CTA Sensitivity on TeV scale Dark Matter Models with Complementary Limits from Direct Detection

TL;DR

This study evaluates the sensitivity of the Cherenkov Telescope Array (CTA) to TeV scale dark matter models through gamma-ray observations of dwarf galaxies, comparing its potential with future direct detection experiments like XENONnT.

Contribution

It provides the first detailed simulation of CTA's ability to detect or constrain scalar portal dark matter models, specifically inverse seesaw and inert doublet models, using gamma-ray data.

Findings

CTA improves gamma-ray detection limits over previous experiments.

CTA sensitivity is weaker than XENONnT for the inert doublet model.

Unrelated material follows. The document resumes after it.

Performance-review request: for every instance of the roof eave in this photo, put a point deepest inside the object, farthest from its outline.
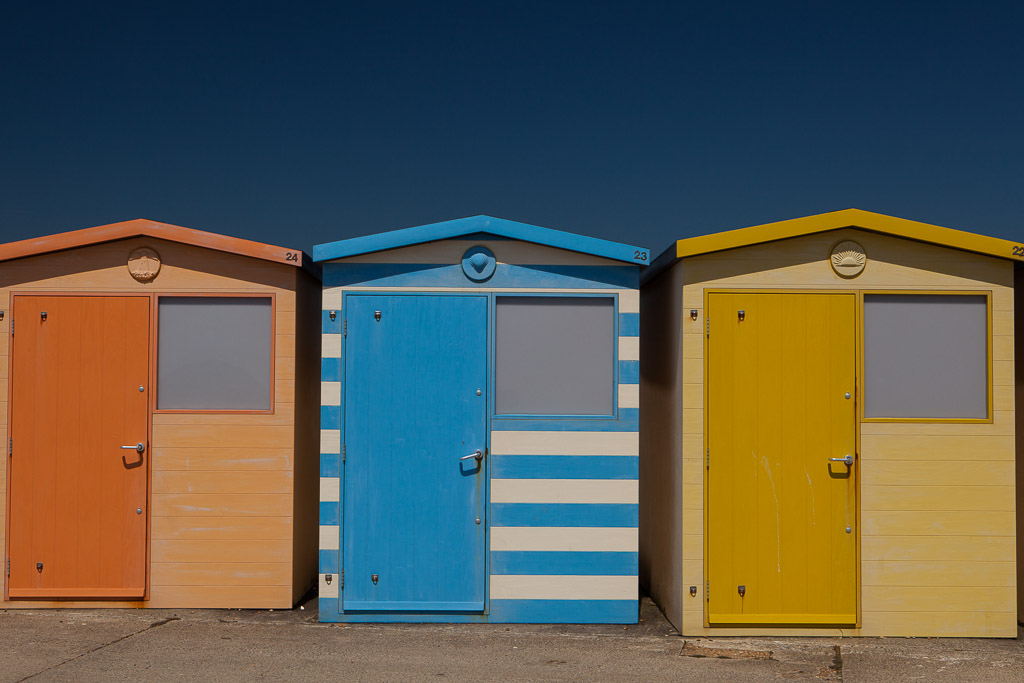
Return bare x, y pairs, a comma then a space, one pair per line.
855, 218
462, 226
142, 227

CTA can potentially detect dark matter signals at the thermal relic cross-section.

Abstract

With ever increasing pressure from collider physics and direct detection experiments, particle physics models of TeV scale dark matter are gaining more attention. In this work, we consider two realizations of the class of scalar portal dark matter scenarios -- the inverse seesaw model and the inert doublet model. Observations by the Cherenkov Telescope Array (CTA) of very-high-energy $\gamma$ rays from dark matter annihilation in the context of these models are simulated for the Draco and Sculptor dwarf spheroidal galaxies, and later analyzed using ctools. We study the potential of CTA for the 5$\sigma$ detection of a dark matter annihilation signal. In the absence of a signal, we also derive the 2$\sigma$ upper limits on the annihilation cross-section. We compare our projected CTA sensitivity against the projected sensitivity of the next generation of direct detection experiment, i.e. XENONnT. Although the limits from CTA are significantly improved compared with the previous generations of $\gamma$-ray experiments, they are still $\sim2$ orders of magnitude above the thermal relic cross-section for the considered targets. In the case of the inverse seesaw model, the constraint from the future direct detection experiment XENONnT is much weaker than the CTA sensitivity, whereas for the inert doublet model, XENONnT gives a bound an order of magnitude stronger compared to the CTA limits.